Division of Moreton
Moreton Australian House of Representatives Division | |
---|---|
Division of Moreton in Queensland, as of the 2016 federal election. | |
Created | 1901 |
MP | Graham Perrett |
Party | Labor |
Namesake | Moreton Bay |
Electors | 97,820 (2016) |
Area | 111 km2 (42.9 sq mi) |
Demographic | Inner Metropolitan |
The Division of Moreton is an Australian Electoral Division in Queensland. The division was one of the original 75 divisions contested at the first federal election. It is named after Moreton Bay, though successive redistributions have resulted in it no longer bordering the bay; it is now completely landlocked. Nonetheless, it has retained the name of Moreton, mainly because the Australian Electoral Commission's guidelines on electoral redistributions require it to preserve the names of original electorates where possible.[1]

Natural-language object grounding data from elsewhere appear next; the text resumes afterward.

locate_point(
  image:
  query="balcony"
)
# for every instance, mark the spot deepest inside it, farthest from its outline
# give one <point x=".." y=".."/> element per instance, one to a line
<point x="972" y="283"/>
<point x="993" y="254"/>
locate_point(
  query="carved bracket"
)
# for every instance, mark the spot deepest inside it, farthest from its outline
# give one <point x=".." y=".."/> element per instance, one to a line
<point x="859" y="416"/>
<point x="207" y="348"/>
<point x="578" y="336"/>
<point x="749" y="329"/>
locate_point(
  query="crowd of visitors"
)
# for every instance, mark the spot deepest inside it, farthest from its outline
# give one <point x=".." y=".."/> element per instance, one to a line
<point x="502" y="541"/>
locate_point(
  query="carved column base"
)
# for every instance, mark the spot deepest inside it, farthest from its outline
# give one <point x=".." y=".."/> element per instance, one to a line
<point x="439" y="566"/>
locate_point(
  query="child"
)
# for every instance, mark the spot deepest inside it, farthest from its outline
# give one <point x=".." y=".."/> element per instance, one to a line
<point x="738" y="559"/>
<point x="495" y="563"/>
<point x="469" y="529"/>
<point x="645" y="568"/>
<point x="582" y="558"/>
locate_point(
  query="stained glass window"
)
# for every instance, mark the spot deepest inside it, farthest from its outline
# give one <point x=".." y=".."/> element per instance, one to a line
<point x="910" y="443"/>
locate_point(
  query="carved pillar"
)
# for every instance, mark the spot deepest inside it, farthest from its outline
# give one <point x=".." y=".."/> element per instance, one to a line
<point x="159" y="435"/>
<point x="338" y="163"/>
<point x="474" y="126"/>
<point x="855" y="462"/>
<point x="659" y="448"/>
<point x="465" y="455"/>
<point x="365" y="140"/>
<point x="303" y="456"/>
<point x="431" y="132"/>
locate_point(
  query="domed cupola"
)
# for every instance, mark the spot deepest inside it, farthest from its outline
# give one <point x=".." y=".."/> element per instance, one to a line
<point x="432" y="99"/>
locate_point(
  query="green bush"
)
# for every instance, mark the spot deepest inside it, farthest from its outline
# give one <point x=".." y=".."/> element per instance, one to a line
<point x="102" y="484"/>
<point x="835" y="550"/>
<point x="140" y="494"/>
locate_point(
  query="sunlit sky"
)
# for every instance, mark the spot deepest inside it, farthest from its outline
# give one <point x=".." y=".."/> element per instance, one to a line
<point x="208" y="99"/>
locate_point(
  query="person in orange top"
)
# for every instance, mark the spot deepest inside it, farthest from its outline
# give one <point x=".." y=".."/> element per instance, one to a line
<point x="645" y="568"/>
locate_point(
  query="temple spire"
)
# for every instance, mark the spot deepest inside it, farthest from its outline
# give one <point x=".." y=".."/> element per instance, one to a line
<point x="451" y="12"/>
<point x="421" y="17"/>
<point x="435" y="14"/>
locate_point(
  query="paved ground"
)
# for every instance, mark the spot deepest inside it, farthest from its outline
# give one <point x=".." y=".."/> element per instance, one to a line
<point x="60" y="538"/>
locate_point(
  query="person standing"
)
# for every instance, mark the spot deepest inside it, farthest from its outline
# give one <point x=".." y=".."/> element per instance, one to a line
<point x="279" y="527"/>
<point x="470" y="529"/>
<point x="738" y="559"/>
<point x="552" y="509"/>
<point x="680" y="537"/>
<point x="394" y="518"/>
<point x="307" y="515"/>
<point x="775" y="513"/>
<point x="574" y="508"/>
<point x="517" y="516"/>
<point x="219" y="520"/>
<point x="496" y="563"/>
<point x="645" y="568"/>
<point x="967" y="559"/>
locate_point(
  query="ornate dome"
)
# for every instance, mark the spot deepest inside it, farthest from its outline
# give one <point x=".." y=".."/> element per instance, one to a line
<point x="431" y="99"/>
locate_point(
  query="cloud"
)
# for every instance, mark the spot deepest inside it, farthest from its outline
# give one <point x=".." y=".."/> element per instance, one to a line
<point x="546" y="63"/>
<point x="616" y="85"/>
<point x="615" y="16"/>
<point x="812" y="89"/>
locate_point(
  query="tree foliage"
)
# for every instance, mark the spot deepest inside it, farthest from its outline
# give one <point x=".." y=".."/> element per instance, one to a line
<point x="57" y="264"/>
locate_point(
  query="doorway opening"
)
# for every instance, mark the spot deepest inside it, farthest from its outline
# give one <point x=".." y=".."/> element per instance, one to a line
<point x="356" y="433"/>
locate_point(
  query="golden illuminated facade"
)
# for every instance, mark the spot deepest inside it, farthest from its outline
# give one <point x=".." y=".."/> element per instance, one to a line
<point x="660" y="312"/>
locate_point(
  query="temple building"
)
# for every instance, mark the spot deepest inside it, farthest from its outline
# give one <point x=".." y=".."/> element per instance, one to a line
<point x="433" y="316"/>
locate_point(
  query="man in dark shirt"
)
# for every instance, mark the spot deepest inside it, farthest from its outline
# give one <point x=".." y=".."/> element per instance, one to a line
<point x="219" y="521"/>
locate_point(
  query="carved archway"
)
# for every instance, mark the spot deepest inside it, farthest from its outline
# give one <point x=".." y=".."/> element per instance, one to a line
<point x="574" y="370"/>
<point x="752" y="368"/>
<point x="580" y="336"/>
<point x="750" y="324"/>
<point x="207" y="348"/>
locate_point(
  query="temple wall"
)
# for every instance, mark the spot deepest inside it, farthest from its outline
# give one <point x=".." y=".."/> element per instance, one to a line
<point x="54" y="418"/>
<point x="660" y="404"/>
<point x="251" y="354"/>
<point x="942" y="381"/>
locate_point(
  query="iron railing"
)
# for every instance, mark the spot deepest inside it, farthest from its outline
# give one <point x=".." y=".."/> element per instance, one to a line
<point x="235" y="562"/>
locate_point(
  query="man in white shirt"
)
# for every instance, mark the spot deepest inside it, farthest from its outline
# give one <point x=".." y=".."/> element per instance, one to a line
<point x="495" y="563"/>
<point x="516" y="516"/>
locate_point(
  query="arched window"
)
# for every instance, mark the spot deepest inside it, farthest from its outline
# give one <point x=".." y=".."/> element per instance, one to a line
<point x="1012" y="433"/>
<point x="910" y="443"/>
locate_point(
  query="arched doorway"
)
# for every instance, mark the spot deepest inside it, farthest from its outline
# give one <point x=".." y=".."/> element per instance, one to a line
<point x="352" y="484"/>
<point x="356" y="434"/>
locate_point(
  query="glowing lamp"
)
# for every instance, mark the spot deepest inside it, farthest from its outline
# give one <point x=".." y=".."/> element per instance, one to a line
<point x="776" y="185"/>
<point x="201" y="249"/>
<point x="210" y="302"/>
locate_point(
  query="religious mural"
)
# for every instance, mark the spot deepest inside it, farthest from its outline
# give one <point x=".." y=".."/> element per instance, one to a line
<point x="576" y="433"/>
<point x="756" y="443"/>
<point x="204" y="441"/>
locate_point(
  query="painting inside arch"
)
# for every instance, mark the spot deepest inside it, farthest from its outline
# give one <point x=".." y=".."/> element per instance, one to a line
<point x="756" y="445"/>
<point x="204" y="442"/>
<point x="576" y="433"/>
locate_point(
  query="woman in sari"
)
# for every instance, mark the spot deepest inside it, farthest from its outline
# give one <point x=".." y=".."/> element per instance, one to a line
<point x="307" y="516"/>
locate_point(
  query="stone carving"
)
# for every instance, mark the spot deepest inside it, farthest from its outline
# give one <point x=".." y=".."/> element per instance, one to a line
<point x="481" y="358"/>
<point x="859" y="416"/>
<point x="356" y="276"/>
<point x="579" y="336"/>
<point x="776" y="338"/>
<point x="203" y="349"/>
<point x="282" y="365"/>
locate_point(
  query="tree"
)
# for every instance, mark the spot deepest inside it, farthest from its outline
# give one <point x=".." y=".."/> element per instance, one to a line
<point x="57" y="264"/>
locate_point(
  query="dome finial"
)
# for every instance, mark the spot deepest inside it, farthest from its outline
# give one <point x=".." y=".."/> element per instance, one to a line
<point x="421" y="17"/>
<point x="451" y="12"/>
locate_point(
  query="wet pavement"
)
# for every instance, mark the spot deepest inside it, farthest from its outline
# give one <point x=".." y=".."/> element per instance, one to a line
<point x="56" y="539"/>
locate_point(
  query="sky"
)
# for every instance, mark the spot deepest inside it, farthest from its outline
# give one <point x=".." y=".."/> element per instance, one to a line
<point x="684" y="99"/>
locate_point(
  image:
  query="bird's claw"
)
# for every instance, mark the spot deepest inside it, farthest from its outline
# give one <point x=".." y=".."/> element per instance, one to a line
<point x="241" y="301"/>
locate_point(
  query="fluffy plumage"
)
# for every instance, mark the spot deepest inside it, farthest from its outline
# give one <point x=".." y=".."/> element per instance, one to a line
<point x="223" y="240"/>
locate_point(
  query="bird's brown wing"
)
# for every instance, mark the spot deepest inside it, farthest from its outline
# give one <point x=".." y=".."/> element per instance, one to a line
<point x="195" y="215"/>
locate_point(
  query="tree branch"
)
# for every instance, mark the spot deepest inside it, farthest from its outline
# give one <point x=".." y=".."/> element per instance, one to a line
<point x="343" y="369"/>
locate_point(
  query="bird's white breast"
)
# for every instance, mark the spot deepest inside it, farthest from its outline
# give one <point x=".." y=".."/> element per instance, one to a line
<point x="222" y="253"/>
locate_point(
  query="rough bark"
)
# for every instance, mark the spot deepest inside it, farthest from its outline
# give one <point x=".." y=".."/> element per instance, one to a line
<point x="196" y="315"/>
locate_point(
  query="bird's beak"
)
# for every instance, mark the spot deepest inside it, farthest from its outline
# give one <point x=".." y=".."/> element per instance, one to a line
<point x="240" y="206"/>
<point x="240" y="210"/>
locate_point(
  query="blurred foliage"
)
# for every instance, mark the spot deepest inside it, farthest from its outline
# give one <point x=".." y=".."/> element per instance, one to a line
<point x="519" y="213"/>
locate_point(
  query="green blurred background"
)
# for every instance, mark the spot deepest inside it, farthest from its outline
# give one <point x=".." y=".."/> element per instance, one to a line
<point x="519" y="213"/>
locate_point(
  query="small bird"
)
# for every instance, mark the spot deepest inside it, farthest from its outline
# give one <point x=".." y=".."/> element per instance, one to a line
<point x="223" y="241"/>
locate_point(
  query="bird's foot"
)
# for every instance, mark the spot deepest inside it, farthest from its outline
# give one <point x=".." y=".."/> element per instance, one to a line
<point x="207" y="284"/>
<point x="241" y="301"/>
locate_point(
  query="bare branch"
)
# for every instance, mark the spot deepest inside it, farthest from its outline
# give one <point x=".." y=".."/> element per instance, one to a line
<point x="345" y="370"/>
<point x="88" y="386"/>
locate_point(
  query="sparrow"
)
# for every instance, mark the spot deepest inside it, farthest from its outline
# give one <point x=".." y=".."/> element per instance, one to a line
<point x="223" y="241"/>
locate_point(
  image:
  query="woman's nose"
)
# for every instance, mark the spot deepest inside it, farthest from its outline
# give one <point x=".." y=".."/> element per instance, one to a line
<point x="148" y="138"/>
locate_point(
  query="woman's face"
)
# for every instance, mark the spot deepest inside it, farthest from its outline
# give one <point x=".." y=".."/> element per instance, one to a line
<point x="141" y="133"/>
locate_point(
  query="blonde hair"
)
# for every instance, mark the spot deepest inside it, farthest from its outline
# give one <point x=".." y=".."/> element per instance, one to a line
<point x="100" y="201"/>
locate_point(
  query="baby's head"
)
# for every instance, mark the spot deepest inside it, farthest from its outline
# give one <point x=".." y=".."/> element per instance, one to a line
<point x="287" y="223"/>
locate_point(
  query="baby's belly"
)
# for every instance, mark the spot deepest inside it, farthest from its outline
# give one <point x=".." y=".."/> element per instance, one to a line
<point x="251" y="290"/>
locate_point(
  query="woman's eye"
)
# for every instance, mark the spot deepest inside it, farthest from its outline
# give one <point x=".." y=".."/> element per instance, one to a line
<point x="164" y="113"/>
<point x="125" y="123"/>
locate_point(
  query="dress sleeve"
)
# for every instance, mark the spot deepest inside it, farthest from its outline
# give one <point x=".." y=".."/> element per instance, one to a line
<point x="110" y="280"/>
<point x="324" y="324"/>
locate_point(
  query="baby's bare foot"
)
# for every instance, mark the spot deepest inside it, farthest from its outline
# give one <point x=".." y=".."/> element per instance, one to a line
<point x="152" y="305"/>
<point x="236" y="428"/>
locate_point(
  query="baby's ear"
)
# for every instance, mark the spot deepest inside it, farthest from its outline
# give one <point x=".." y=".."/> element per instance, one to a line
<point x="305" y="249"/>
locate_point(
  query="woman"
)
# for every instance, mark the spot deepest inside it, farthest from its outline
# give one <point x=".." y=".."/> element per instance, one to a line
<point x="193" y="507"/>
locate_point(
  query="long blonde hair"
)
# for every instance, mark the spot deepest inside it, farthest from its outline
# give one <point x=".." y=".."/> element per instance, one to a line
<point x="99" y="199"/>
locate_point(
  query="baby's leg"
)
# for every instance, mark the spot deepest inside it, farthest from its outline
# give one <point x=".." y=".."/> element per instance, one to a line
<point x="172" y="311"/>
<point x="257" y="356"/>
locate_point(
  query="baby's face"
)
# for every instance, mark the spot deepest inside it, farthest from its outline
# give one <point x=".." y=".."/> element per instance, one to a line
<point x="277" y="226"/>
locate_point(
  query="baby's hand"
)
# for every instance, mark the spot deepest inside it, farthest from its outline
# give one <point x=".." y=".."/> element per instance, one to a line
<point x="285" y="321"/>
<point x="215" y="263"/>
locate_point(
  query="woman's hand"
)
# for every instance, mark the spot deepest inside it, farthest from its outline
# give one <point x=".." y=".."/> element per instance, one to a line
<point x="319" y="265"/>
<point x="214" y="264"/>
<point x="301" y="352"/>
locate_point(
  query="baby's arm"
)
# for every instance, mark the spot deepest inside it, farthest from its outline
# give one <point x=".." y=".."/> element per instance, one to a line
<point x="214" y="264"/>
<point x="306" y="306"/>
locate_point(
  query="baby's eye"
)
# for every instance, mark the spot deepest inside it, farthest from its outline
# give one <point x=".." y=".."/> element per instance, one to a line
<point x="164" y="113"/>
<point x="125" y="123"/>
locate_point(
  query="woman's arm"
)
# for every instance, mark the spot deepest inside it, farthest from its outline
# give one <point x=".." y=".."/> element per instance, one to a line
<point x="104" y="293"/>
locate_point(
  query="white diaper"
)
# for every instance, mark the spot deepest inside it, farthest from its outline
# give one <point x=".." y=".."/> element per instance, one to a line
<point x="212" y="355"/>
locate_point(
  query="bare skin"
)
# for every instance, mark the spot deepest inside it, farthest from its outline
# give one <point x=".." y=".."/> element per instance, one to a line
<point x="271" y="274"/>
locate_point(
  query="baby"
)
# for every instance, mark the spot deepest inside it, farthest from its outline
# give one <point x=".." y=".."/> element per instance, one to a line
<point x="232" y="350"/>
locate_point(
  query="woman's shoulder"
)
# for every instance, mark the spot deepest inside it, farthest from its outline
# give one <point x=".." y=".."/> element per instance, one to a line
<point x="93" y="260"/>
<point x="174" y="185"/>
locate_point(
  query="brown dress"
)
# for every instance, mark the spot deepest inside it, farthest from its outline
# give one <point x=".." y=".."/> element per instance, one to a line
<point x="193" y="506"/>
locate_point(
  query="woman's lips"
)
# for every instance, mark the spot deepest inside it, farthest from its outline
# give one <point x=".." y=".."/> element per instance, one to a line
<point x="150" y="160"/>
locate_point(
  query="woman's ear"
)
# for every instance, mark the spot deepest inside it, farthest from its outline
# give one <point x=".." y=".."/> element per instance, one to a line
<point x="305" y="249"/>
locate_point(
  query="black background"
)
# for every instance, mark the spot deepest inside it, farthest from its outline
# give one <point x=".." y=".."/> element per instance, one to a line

The seat was in the hands of the Liberal Party and its predecessors for 86 years before Labor regained it in 1990. From then until 2013, it was a bellwether seat, voting for the winning party in every election.
The seat is known for having decided the 1961 federal election. The Liberals only won the seat by 130 votes to give the Coalition a bare one-seat majority; had 93 Communist preferences gone the other way, it would have resulted in a hung parliament.
On its current boundaries, the seat is very multicultural, with significant Asian, South Eastern European, Arab and African population in the southern part of the electorate particularly in the suburbs of Sunnybank, Acacia Ridge, Kuraby and Moorooka.
Boundaries
Moreton is located in south east Queensland, and is based in the southern suburbs of the City of Brisbane. The division includes Archerfield, Chelmer, Fairfield, Graceville, Karawatha, Kuraby, Macgregor, Moorooka, Nathan, Oxley, Robertson, Rocklea, Runcorn, Salisbury, Stretton, Sunnybank, Sunnybank Hills, Tennyson, Yeronga, and Yeerongpilly, and parts of Algester, Berrinba, Calamvale, Coopers Plains, Drewvale, Eight Mile Plains, Parkinson, Sherwood, and Tarragindi, Corinda.
Members
Member | Party | Term | |
---|---|---|---|
James Wilkinson | Independent Labour | 1901–1904 | |
Labour | 1904–1906 | ||
Hugh Sinclair | Anti-Socialist | 1906–1909 | |
Commonwealth Liberal | 1909–1917 | ||
Nationalist | 1917–1919 | ||
Arnold Wienholt | Nationalist | 1919–1922 | |
Josiah Francis | Nationalist | 1922–1931 | |
United Australia | 1931–1944 | ||
Liberal | 1944–1955 | ||
(Sir) James Killen | Liberal | 1955–1983 | |
Don Cameron | Liberal | 1983–1990 | |
Garrie Gibson | Labor | 1990–1996 | |
Gary Hardgrave | Liberal | 1996–2007 | |
Graham Perrett | Labor | 2007–present |
Election results
Party | Candidate | Votes | % | ± | |
---|---|---|---|---|---|
Liberal National | Nic Monsour | 32,103 | 37.79 | −4.45 | |
Labor | Graham Perrett | 31,342 | 36.90 | −1.83 | |
Greens | Kristen Lyons | 10,812 | 12.73 | +2.74 | |
Xenophon | Des Soares | 4,072 | 4.79 | +4.79 | |
Liberal Democrats | Andrew Cooper | 2,783 | 3.28 | +3.28 | |
Family First | Florian Heise | 2,507 | 2.95 | +1.43 | |
Katter's Australian | Shan-Ju Lin | 1,329 | 1.56 | +0.26 | |
Total formal votes | 84,948 | 95.89 | +1.51 | ||
Informal votes | 3,641 | 4.11 | −1.51 | ||
Turnout | 88,589 | 90.56 | −2.11 | ||
Two-party-preferred result | |||||
Labor | Graham Perrett | 45,892 | 54.02 | +2.47 | |
Liberal National | Nic Monsour | 39,056 | 45.98 | −2.47 | |
Labor hold | Swing | +2.47 | |||
References
- ↑ "Guidelines for naming divisions". Australian Electoral Commission. 20 July 2011. Retrieved 30 March 2013.
- ↑ Moreton, QLD, Virtual Tally Room 2016, Australian Electoral Commission.